In December 1924, it was agreed to sell the church property to the neighbouring St John's Cathedral to facilitate the expansion of the cathedral precinct with the condition that the Congregationalists had two years to establish a new church. In January 1925, they purchased the property Inchcolm in Wickham Terrace with a view to demolishing it to make way for a new church building. However the Rev. Percival Watson persuaded the congregation to seek a more central site and land between Queen and Adelaide Streets (address 409 Adelaide Street) was purchased and Inchcolm was sold (and later heritage-listed).

The final services in the Wharf Street Congregational Church were held on Sunday 25 September 1927 by Rev.
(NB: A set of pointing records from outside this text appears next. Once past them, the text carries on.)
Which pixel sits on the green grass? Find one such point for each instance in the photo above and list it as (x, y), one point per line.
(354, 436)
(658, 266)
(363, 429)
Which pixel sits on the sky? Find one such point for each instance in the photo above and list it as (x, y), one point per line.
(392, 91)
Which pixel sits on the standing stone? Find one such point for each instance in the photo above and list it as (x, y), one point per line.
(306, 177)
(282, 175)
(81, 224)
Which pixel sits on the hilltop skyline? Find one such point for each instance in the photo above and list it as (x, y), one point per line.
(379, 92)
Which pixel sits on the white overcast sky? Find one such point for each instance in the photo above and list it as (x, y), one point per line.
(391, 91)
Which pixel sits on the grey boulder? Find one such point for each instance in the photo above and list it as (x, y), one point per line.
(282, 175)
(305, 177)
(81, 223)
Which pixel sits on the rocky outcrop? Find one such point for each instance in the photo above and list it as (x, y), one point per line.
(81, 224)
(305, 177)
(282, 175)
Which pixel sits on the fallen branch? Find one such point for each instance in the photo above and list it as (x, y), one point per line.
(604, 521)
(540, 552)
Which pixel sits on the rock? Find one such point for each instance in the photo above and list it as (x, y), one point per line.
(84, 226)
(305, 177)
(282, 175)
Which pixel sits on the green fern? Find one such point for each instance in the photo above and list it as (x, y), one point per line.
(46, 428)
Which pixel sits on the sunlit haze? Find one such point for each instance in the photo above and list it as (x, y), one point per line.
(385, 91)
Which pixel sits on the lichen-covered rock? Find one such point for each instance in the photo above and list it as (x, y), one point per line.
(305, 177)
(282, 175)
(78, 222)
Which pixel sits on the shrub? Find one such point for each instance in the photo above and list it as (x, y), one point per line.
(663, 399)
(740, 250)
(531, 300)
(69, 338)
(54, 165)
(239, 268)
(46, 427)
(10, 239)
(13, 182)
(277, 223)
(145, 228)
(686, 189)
Percival Watson.

Given the new street address, it was decided in October 1927 to name the new church City Congregational Church.

In 1927, the pipe organ was sold to the Cracknell Road Congregational Church.

In 1928, the church was demolished.

In 2010, a modern office tower stands on the site.

==Notable members of the church==
- Mary Harriett Griffith, philanthropist

- Samuel Griffith, the Premier of Queensland from 1883 to 1885 and again from 1890 to 1893 and the first Chief Justice of Australia from 1903 to 1917, was the son of Rev. Edward Griffith.
- Alfred John Raymond, alderman and mayor of Brisbane was a member of congregation and was part of the team who conducted the negotiations of sale to St John's Cathedral.